Opened 4 years ago

Closed 4 years ago

#32414 closed Uncategorized (duplicate)

Syntax Error when combining __in and F() in filter

Reported by: Douglas Franklin Owned by: nobody
Component: Database layer (models, ORM) Version: 3.1
Severity: Normal Keywords: F()
Cc: Triage Stage: Unreviewed
Has patch: no Needs documentation: no
Needs tests: no Patch needs improvement: no
Easy pickings: no UI/UX: no

Description (last modified by Douglas Franklin)

Similar to https://code.djangoproject.com/ticket/32151

I have a simple Google Calendar Events application. Profiles generate calendar tokens with GSuite Oauth (not shown) that are used to make CalendarEvents in my database (postgres:9.6). CalendarEvents queried via a particular CalendarToken have the token's profile on the model. See oversimplified example below:

class Profile(models.Model):
    name = models.CharField(max_length=32)

class CalendarEvent(models.Model):
   profile = models.ForeignKey(Profile, on_delete=models.CASCADE)
   attendees = models.ManyToManyField(Profile, blank=True, related_name="attending_calendar_events")

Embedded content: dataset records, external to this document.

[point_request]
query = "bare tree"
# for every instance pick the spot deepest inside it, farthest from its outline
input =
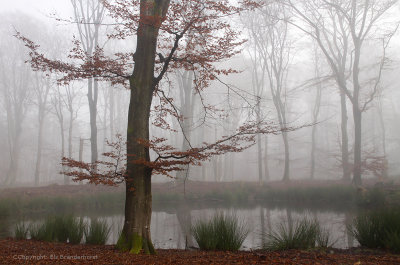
(15, 87)
(315, 111)
(271, 38)
(89, 14)
(41, 89)
(341, 28)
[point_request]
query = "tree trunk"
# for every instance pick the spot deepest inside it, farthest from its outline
(287, 157)
(39, 149)
(345, 139)
(92, 98)
(266, 168)
(259, 160)
(135, 234)
(357, 145)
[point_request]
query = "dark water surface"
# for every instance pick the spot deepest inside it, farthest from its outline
(170, 227)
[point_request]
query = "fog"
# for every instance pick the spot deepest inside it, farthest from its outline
(301, 120)
(34, 103)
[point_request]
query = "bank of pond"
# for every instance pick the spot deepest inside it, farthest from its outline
(307, 218)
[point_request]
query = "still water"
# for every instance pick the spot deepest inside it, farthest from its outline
(170, 228)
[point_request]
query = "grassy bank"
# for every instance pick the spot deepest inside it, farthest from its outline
(199, 195)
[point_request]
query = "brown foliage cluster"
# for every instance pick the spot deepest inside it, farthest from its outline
(111, 171)
(194, 35)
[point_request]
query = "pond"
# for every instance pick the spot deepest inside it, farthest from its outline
(170, 226)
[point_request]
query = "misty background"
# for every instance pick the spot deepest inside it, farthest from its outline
(42, 121)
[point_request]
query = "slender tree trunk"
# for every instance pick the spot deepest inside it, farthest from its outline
(262, 223)
(345, 139)
(259, 160)
(135, 234)
(92, 98)
(39, 148)
(357, 145)
(383, 128)
(266, 167)
(112, 130)
(62, 134)
(286, 172)
(14, 162)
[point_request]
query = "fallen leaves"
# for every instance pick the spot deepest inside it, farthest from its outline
(34, 252)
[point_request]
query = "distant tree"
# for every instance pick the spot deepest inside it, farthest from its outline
(89, 15)
(15, 88)
(341, 28)
(41, 88)
(161, 27)
(271, 36)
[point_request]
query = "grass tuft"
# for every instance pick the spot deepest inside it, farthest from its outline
(21, 231)
(304, 234)
(222, 232)
(98, 232)
(59, 229)
(378, 229)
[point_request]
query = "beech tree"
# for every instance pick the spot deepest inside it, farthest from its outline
(161, 29)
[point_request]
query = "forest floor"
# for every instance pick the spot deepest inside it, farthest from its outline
(34, 252)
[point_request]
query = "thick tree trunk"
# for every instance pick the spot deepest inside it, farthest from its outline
(286, 173)
(135, 234)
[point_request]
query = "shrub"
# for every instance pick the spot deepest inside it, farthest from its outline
(21, 231)
(97, 233)
(222, 232)
(378, 229)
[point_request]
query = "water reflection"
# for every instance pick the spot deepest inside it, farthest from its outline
(170, 229)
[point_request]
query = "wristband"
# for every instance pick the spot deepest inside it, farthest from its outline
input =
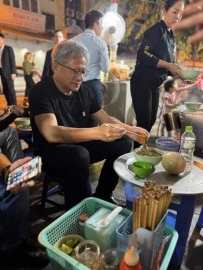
(4, 171)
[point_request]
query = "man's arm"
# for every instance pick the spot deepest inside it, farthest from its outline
(48, 126)
(4, 162)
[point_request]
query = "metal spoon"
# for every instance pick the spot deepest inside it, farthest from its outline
(145, 148)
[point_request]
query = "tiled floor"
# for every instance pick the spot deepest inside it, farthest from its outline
(40, 218)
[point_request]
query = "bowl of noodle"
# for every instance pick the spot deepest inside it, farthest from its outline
(154, 156)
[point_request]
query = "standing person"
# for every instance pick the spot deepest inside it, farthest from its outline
(193, 16)
(171, 100)
(28, 69)
(155, 61)
(98, 51)
(47, 70)
(7, 71)
(61, 128)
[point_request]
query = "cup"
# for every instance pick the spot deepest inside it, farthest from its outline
(87, 253)
(110, 259)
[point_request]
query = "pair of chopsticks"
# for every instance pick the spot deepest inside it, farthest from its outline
(130, 132)
(149, 209)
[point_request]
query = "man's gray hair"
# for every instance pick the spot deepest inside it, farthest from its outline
(67, 50)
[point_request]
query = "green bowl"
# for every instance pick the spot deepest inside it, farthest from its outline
(192, 106)
(190, 74)
(153, 160)
(141, 168)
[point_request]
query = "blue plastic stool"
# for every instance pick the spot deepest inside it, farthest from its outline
(200, 220)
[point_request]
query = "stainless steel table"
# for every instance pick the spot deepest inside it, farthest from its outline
(187, 185)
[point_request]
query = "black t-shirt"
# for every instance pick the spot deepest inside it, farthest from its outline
(157, 43)
(70, 111)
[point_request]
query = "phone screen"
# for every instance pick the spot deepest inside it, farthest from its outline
(25, 172)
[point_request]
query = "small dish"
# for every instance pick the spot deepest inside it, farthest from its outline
(141, 169)
(193, 106)
(64, 239)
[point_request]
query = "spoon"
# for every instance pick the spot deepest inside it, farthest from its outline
(145, 148)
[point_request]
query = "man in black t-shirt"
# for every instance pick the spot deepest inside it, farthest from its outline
(60, 110)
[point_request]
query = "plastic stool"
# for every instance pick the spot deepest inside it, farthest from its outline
(47, 193)
(200, 220)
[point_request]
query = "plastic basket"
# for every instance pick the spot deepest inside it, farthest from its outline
(68, 224)
(169, 247)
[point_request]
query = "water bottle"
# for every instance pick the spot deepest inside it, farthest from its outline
(188, 139)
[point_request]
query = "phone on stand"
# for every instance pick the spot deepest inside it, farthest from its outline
(25, 172)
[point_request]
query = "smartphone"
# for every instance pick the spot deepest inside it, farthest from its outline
(25, 172)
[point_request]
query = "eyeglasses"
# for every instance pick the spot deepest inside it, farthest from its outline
(76, 72)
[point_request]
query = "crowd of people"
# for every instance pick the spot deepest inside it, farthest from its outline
(63, 132)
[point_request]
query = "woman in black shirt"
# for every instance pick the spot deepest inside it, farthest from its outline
(155, 61)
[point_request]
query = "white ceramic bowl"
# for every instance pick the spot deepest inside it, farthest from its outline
(190, 74)
(22, 122)
(153, 160)
(193, 106)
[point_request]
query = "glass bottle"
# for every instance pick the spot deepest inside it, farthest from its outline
(188, 140)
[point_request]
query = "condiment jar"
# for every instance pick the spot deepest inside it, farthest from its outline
(82, 218)
(110, 259)
(87, 253)
(131, 260)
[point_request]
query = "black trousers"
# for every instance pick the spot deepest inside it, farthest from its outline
(145, 97)
(70, 163)
(8, 89)
(29, 83)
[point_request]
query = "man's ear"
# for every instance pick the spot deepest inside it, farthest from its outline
(95, 25)
(54, 66)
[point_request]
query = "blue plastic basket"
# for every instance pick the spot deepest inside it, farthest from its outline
(68, 224)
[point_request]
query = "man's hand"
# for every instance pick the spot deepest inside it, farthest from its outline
(17, 109)
(141, 134)
(175, 70)
(13, 76)
(16, 188)
(111, 132)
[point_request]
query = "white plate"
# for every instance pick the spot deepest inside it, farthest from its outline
(24, 129)
(129, 168)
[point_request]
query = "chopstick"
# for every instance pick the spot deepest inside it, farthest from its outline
(150, 208)
(133, 133)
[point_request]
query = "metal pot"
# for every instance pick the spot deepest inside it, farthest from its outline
(172, 121)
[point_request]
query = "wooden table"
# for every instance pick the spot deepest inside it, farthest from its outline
(187, 185)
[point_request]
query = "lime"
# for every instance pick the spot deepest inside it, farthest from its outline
(66, 249)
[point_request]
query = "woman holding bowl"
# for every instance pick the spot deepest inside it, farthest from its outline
(155, 61)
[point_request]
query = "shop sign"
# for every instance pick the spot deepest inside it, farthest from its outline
(194, 64)
(21, 19)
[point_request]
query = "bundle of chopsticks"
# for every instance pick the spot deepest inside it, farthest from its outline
(149, 208)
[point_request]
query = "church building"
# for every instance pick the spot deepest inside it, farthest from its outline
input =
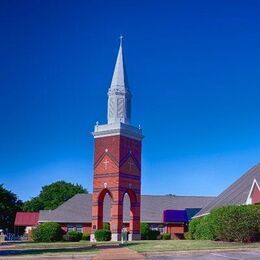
(116, 197)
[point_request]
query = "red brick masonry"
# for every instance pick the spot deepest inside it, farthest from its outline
(117, 171)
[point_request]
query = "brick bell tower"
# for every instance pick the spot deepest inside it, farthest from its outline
(117, 159)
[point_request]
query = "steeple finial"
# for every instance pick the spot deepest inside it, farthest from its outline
(121, 40)
(119, 96)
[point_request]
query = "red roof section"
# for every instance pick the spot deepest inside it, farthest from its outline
(24, 219)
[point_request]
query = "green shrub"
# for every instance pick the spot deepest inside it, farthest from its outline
(237, 223)
(72, 236)
(106, 226)
(103, 235)
(229, 223)
(166, 236)
(147, 233)
(205, 230)
(193, 226)
(47, 232)
(85, 237)
(145, 229)
(153, 235)
(187, 235)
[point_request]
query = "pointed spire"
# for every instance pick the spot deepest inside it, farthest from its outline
(119, 79)
(119, 96)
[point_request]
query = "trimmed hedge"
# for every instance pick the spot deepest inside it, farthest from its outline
(72, 236)
(85, 237)
(144, 231)
(166, 236)
(47, 232)
(147, 233)
(106, 226)
(103, 235)
(230, 223)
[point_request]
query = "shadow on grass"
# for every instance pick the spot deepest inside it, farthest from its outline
(46, 251)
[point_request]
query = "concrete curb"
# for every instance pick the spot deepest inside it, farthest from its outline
(190, 252)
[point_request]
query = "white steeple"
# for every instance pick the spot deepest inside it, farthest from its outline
(119, 96)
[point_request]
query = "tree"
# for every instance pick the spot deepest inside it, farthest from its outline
(9, 205)
(53, 195)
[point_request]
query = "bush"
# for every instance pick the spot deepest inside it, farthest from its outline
(229, 223)
(166, 236)
(237, 223)
(206, 229)
(47, 232)
(106, 226)
(72, 236)
(144, 231)
(85, 237)
(147, 233)
(187, 235)
(193, 226)
(103, 235)
(153, 235)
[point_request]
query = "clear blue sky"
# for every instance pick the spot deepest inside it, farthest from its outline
(193, 69)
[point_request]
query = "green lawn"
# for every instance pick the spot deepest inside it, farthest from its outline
(185, 245)
(54, 248)
(32, 245)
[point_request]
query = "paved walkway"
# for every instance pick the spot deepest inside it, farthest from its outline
(117, 253)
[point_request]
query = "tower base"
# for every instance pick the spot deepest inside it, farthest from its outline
(132, 237)
(115, 237)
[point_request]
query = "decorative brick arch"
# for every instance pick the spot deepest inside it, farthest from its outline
(134, 225)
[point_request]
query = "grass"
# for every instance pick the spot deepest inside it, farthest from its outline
(86, 247)
(54, 248)
(49, 252)
(32, 245)
(185, 245)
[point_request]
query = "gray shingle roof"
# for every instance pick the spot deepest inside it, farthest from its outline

I'm trying to annotate whether a profile is "attending" the event, by checking if the profile is in the attendees ManyToMany:

CalendarEvent.objects.annotate(
    is_attending=Case(
        When(
            profile__in=F('attendees'),
            then=Value(True)
        ),
        default=Value(False),
        output_field=models.BooleanField()
    )
)

Generates an invalid syntax error (replacing db name with {APP}):

ProgrammingError: syntax error at or near ""{APP}_calendarevent_attendees""
LINE 1: ...CASE WHEN ("{APP}_calendarevent"."profile_id" IN "{APP}_ca...

Change History (4)

comment:1 by Douglas Franklin, 4 years ago

Description: modified (diff)

comment:2 by Simon Charette, 4 years ago

Looks like you either want attendees=F('profile') or profile__in=CalendarEvent.attendees.through.objects.filter(calendarevent=OuterRef('pk')).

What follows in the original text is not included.